Gorechosen and Shadespire are good examples.
The former is a bit too light and the latter misses the mark a bit as you note as well. Both great great games, but that elusive middle ground... The baby bear of Goldilocks skirmish games is hard to find.
But we've gotten close to a truly solid and evergreen game engine on many occasions. Okko, Gorechosen, Shadespire, Frostgrave, Marvel Heroscape, etc. I feel that Epic Duels is likely to hit the "too light" extreme though due to the lack of granularity in the cards, even after the rumors Jacobson has shared about how they work now. Time will tell.
Gorechosen handled this best, I think. Three differing options on each card is just good design granularity while maximizing player agency in the face of random option distribution.
But that's ok. There is room for all types of these games and more variety is mo' bettuh. Some days you feel like playing Epic Duels. Some days you don't.
The mook tokens leave me cold considering the detail they've lavished on the cards and miniatures. I just bought Blitz Bowl for $38 and that has twelve GW miniatures; I know that's kind of apples and oranges since GW is a huge company and it's a B&N partnership, but at the end of the day I feel like I'm getting a lot more for forty bucks. Do the Unmatched characters really have to be Forge World-level miniatures? I would have settled for Heroclix quality if it meant figures for every combatant.

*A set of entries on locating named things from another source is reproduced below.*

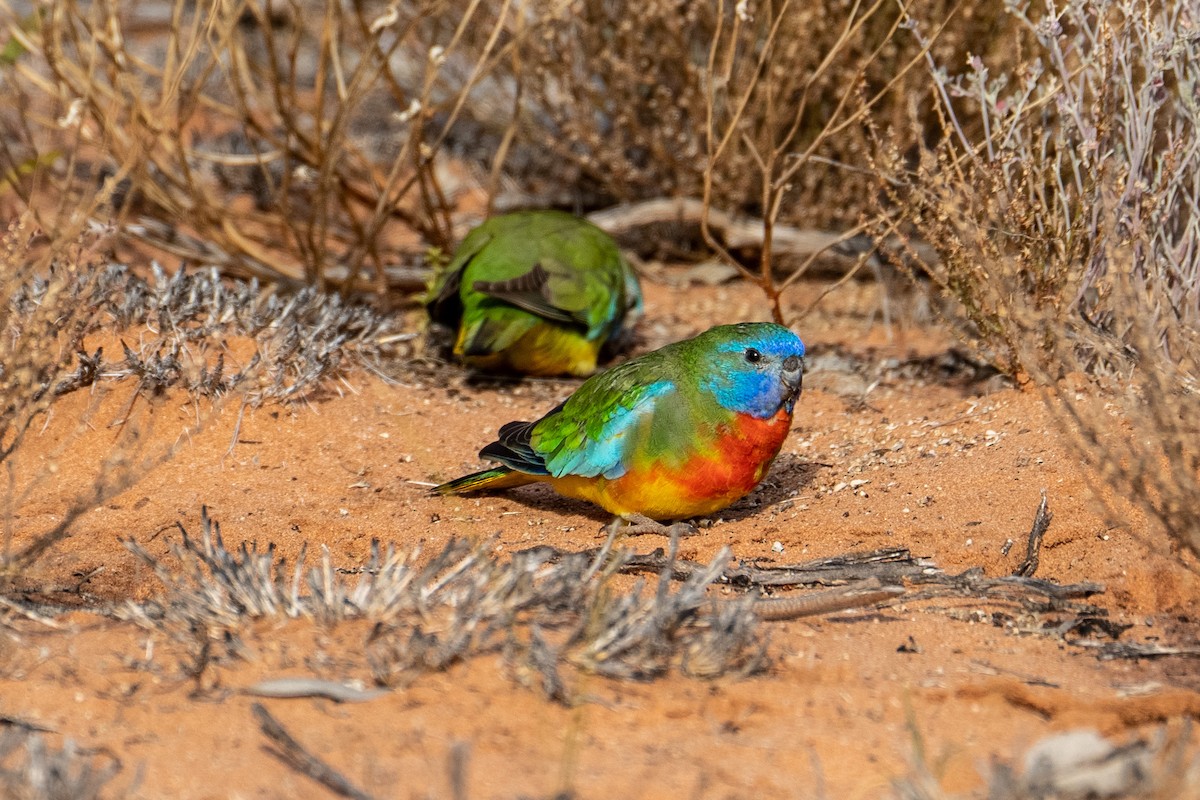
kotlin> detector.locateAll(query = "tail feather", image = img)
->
[430,467,539,494]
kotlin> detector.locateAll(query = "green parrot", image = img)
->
[426,211,643,377]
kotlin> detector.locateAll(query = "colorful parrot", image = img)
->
[432,323,804,519]
[427,211,642,375]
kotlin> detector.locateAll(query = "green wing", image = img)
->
[428,211,642,353]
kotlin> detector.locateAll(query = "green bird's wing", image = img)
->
[428,211,642,339]
[480,350,695,480]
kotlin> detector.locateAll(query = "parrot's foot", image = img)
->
[613,513,700,536]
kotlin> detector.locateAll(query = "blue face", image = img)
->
[697,323,804,420]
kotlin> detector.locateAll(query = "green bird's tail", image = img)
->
[430,467,538,494]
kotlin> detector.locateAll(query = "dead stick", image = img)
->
[1013,489,1054,578]
[250,703,373,800]
[754,578,905,622]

The spaces on the board also seem more pronounced in the video than in the promo photos. I know a lot of people complained about how hard it was to see the spaces on Tannhauser's board. Unmatched takes it to the opposite extreme - it looks like a mini's game set up on a Chinese checkers set.
Just aesthetic nitpicks, though. Still look forward to hearing more about how it plays!
EDIT: Mondo games has the Fight Club license, apparently? "That's right! In Unmatched, Tyler Durden can fight Abraham Lincoln! Create your own match-ups!"